| The Enchanted Cave Of Cesh Corran |
ROM THE TROOP of dogs there arose a baying and barking, a snarling and howling and growling, a yelping and squealing and bawling for which no words can be found. Now and again a dog nosed among a thousand smells and scented his master; the ruff of his neck stood up like a hog's bristles and a netty ridge prickled along his spine.
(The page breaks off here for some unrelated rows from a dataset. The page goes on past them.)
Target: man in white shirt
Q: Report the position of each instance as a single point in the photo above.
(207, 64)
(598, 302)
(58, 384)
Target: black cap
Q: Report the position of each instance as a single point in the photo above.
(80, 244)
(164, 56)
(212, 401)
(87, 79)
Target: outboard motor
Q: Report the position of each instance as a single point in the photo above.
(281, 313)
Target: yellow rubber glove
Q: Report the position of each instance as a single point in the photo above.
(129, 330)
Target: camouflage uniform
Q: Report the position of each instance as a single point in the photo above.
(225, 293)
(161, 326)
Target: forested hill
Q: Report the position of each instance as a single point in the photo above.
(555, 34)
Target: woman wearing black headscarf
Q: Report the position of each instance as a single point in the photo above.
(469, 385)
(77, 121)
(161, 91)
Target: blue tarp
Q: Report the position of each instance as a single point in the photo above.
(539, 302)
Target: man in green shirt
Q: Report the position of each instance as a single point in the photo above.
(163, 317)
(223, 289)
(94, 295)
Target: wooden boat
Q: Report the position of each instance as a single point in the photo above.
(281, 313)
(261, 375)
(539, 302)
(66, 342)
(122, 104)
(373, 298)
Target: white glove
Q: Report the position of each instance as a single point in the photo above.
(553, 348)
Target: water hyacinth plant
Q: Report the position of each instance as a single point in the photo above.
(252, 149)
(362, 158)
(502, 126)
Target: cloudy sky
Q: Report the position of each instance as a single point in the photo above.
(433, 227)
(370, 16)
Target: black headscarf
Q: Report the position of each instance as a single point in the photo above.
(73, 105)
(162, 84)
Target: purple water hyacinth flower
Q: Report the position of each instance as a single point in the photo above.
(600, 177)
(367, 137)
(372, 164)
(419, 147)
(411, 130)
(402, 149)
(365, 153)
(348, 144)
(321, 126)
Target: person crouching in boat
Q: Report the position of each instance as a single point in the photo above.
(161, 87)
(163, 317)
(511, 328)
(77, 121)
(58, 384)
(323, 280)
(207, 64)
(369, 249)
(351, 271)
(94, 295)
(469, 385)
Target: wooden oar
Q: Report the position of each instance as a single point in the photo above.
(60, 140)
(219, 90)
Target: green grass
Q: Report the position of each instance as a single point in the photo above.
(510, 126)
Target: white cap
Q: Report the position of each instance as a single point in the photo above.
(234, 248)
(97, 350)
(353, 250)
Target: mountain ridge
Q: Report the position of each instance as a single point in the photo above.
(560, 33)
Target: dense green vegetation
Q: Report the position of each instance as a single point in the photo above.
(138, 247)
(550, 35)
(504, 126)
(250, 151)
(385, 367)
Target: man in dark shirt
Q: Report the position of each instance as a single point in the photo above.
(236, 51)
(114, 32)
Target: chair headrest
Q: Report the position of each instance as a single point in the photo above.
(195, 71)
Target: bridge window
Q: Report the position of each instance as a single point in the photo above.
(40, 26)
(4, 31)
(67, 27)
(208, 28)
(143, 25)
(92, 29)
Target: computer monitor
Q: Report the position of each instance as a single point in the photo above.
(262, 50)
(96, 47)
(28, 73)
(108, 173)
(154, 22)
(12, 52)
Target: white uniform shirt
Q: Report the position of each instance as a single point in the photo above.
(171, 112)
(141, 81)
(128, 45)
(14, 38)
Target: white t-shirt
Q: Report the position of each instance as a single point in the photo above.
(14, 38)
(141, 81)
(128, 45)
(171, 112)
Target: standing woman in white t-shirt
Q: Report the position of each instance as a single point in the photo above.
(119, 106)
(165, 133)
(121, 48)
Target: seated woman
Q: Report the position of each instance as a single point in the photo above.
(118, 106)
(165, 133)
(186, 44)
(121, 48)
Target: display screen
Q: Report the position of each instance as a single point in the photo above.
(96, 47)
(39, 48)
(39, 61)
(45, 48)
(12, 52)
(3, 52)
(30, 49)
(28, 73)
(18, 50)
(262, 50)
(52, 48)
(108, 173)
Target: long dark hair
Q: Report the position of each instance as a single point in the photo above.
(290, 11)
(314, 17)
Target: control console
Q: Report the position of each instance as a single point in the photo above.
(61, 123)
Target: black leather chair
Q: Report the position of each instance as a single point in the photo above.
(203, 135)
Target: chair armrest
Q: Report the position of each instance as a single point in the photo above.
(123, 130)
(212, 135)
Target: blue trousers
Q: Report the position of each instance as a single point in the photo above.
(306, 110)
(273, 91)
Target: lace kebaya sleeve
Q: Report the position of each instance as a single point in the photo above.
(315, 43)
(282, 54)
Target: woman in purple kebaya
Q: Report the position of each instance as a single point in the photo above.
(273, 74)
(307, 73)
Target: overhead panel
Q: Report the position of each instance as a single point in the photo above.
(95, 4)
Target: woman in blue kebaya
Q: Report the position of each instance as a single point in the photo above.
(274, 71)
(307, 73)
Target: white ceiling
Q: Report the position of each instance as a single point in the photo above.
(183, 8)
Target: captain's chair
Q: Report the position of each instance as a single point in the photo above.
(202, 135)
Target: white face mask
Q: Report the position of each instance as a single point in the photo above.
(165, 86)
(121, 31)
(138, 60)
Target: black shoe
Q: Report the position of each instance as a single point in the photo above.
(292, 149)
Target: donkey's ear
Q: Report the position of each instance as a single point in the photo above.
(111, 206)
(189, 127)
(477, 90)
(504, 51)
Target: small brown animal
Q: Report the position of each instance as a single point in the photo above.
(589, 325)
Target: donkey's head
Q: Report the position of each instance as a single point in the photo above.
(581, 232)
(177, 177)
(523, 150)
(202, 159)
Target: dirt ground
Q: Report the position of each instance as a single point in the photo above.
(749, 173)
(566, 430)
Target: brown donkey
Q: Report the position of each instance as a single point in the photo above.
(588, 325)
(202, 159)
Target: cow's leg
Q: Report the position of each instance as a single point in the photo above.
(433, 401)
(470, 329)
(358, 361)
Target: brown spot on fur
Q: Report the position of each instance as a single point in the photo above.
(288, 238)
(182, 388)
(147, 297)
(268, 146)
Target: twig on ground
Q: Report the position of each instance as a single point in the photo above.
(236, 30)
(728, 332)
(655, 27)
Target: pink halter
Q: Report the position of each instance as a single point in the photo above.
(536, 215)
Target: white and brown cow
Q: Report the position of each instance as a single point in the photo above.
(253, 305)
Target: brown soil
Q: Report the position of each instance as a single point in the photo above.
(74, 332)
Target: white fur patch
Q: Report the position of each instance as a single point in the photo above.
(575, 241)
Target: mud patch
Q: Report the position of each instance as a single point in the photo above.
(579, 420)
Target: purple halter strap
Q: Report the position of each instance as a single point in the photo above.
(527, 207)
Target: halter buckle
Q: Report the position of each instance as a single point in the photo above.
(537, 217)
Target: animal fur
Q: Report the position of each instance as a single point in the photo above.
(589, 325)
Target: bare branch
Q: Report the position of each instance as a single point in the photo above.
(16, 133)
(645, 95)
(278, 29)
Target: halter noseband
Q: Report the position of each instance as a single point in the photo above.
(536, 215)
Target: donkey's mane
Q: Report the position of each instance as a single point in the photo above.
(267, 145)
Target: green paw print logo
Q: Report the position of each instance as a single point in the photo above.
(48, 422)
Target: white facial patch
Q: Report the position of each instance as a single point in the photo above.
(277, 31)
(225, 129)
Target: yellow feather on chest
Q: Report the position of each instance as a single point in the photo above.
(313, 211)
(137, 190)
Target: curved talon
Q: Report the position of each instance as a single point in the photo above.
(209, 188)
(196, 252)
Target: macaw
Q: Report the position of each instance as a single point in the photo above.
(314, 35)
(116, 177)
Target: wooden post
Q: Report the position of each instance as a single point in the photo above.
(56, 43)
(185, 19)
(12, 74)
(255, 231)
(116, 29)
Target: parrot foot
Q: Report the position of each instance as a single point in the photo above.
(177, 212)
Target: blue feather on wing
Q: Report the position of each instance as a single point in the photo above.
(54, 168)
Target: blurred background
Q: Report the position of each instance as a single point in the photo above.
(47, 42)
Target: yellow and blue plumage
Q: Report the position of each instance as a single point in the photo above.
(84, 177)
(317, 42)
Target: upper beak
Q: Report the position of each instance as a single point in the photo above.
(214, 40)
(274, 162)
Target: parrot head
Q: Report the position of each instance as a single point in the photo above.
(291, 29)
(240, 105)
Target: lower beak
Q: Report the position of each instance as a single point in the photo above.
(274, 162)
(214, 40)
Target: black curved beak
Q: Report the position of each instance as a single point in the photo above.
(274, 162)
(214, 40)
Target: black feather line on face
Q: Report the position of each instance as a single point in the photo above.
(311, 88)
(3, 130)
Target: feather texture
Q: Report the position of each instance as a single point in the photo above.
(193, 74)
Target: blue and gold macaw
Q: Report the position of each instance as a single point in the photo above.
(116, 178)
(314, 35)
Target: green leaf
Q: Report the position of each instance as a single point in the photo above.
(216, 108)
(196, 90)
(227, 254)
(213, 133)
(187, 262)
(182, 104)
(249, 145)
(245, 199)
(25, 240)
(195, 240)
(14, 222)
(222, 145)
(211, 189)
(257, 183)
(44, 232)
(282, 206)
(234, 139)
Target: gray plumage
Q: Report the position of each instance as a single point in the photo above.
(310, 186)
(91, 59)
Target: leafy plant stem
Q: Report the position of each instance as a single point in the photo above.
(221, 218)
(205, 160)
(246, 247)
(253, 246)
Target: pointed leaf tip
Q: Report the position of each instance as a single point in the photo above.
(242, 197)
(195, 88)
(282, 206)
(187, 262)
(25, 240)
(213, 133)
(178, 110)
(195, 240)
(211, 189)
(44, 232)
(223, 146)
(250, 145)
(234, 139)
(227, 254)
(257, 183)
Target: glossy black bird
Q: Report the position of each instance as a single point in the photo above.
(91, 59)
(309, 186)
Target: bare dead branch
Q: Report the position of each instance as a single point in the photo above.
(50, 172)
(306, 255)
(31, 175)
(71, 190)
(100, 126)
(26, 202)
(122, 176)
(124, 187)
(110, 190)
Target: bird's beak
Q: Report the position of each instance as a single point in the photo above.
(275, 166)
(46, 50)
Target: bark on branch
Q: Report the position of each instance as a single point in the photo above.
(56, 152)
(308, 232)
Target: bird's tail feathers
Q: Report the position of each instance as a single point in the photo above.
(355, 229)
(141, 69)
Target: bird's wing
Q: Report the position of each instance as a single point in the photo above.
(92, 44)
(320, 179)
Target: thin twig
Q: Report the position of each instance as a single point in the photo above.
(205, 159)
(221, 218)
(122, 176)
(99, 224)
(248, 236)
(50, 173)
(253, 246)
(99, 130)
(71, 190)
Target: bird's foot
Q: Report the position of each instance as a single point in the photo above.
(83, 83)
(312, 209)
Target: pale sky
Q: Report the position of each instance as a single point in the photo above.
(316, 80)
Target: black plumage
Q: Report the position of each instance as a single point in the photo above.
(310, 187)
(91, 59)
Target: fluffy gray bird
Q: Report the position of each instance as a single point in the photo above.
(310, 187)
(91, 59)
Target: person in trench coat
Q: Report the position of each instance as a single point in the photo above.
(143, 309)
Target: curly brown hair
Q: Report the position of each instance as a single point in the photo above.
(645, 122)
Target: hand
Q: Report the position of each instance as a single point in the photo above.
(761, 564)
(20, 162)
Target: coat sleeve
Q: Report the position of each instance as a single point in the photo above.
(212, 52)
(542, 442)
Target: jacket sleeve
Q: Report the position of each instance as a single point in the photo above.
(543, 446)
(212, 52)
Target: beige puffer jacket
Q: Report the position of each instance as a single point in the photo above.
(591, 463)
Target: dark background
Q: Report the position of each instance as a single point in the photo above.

Then with red eyes, with bared fangs, with a hoarse, deep snort and growl he rushed at the cave, and then he halted and sneaked back again with all his ruffles smoothed, his tail between his legs, his eyes screwed sideways in miserable apology and alarm, and a long thin whine of woe dribbling out of his nose.
The three sisters took their wide-channelled, hard-tempered swords in their hands, and prepared to slay the Fianna, but before doing so they gave one more look from the door of the cave to see if there might be a straggler of the Fianna who was escaping death by straggling, and they saw one coming towards them with Bran and Sceo'lan leaping beside him, while all the other dogs began to burst their throats with barks and split their noses with snorts and wag their tails off at sight of the tall, valiant, white-toothed champion, Goll mor mac Morna. "We will kill that one first," said Caevo'g.
"There is only one of him," said Cuillen.
"And each of us three is the match for an hundred," said Iaran.
The uncanny, misbehaved, and outrageous harridans advanced then to meet the son of Morna, and when he saw these three Goll whipped the sword from his thigh, swung his buckler round, and got to them in ten great leaps.
Silence fell on the world during that conflict. The wind went down; the clouds stood still; the old hill itself held its breath; the warriors within ceased to be men and became each an ear; and the dogs sat in a vast circle round the combatants, with their heads all to one side, their noses poked forward, their mouths half open, and their tails forgotten. Now and again a dog whined in a whisper and snapped a little snap on the air, but except for that there was neither sound nor movement.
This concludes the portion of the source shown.